LASSO Regularization

LASSO: Least Absolute Shrinkage and Selection Operator Regression
Shrink: shrink, shrink, shrink. Feature reduction. The focus is on the Selection Operator

Using lasso regression:

from sklearn.linear_model import Lasso

def LassoRegression(degree, alpha):
    return Pipeline([
        ('poly', PolynomialFeatures(degree=degree)),
        ('std_scale', StandardScaler()),
        ('lin_reg', Lasso(alpha=alpha)),
    ])

lasso1_reg = LassoRegression(20, 0.01) 
#This is much smaller than Ridge's alpha because it is the square term in Ridge
lasso1_reg.fit(x_train, y_train)

y1_predict = lasso1_reg.predict(x_test)
mean_squared_error(y_test, y1_predict)
# 1.149608084325997
plot_model(lasso1_reg)

lasso2_reg = LassoRegression(20, 0.1) 
lasso2_reg.fit(x_train, y_train)

y2_predict = lasso2_reg.predict(x_test)
mean_squared_error(y_test, y2_predict)
# 1.1213911351818648
plot_model(lasso2_reg)

lasso3_reg = LassoRegression(20, 1) 
lasso3_reg.fit(x_train, y_train)

y3_predict = lasso3_reg.predict(x_test)
mean_squared_error(y_test, y3_predict)
# 1.8408939659515595
plot_model(lasso3_reg)

Explain Ridge and LASSO

By comparing the two figures, it is found that the model fitted by Lasso tends to be a straight line, while the model fitted by ridge tends to be a curve. This is because the essence of two regularities is different. Ridge tends to make all θ The sum of is as small as possible, while Lasso tends to make a part θ The value of becomes 0, so it can be used as feature selection, which is why it is called Selection Operation.
Let's try to explain the above two sentences:

In derivative θ All have values and fall along the gradient. Ridge tends to make all θ The sum of is as small as possible, rather than being directly 0 as lasso.

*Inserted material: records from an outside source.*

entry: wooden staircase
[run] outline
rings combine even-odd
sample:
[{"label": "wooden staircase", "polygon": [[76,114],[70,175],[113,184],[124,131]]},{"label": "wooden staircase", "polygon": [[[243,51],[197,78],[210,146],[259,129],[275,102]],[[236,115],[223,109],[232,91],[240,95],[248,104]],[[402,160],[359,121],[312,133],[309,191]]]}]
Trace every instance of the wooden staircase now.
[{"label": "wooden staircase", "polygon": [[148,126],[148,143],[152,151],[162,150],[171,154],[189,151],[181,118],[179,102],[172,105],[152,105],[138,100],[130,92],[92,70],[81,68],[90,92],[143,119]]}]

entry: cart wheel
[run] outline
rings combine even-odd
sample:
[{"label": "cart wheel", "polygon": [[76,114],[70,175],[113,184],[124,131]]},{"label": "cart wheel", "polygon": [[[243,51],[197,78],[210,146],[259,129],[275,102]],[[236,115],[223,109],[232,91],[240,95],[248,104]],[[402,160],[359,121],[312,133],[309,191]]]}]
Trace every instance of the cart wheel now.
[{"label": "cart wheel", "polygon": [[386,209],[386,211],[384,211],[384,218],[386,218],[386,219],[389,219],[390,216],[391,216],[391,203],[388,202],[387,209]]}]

Therefore, if the gradient descent starts from a point in the figure above, you can't approach 0 curvilinearly like Ridge, but can only use these very regular ways to approach the zero point. In the gradient descent of this path, the zero point of some axes will be reached, and lasso tends to make part of it θ The value of becomes 0. So it can be used as feature selection. However, it is precisely because of such characteristics that lasso may mistakenly change the coefficient of the original useful features to 0. Therefore, compared with Ridge, Ridge has a better accuracy. However, when the features are particularly large, Lasso can also reduce the features of the model.